The company, which also built the 100-unit Nassim Park Residences in District 10 in 2011, paid S$213 million in September to acquire the freehold 21 Anderson apartment block in District 10 from Hong Kong’s Far East Consortium. The developer’s purchase of that 34-unit project came just four months after Kheng Leong had teamed up with Wee’s SGX-listed UOL Group to purchase the rights to a 31,699 square metre (341,205 square foot) project along Ang Mo Kio Avenue 1 near the Mayflower MRT station at a government land sale for S$381.4 million
In October, Kheng Leong stayed on the sidelines as UOL Group and its SingLand subsidiary won a 220,241 square foot residential project in Bukit Timah via an en bloc sale for S$550.8 million.
Paying for Posh Projects
While Kheng Leong was picking up its Gilstead Road site, another site on the same street was sold to an entity owned by Melvin Poh, founder of local developer Fission Group, for S$17 million, according to the same media report.
Poh is said to be planning to develop a pair of stand-alone bungalows on the 10,504 square foot plot, which is currently occupied by a single home.
The high-end sales indicate the resilience of Singapore’s top flight homes in the face of the latest government cooling measures, according to Ying Khuan Pow, head of research at property firm 99.co.

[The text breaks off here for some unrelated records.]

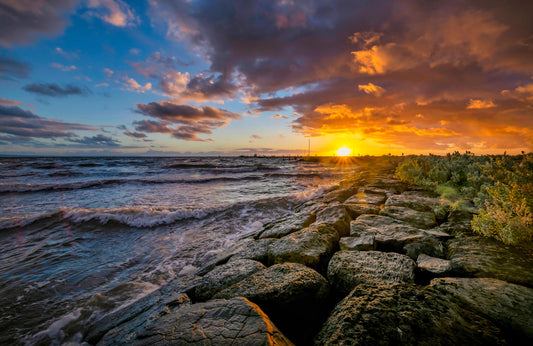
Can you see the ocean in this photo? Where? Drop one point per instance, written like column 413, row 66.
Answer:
column 81, row 237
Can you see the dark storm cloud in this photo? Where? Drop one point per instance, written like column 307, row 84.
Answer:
column 55, row 90
column 411, row 73
column 183, row 121
column 11, row 68
column 96, row 141
column 135, row 134
column 23, row 21
column 21, row 123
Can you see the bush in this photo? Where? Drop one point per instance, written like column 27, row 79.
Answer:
column 501, row 186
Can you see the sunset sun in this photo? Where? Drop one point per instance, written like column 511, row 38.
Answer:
column 343, row 151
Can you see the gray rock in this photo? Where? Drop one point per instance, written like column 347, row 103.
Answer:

“Despite higher ABSD, we think that these price points are still attractive to buyers given that these condos are located within prestigious districts that are in close proximity to the central business district with amenities such as good schools as well as various retail and dining choices,” Pow said. “When compared to other global cities, these luxury condos in Singapore are still relatively more affordable and that could help mitigate the higher ABSD for property buyers.
Pow pointed out that sales of new and second-hand low-rise condos nearly doubled last year to 1,245 units with median prices hovering around S$2.2 million to S$2.3 million.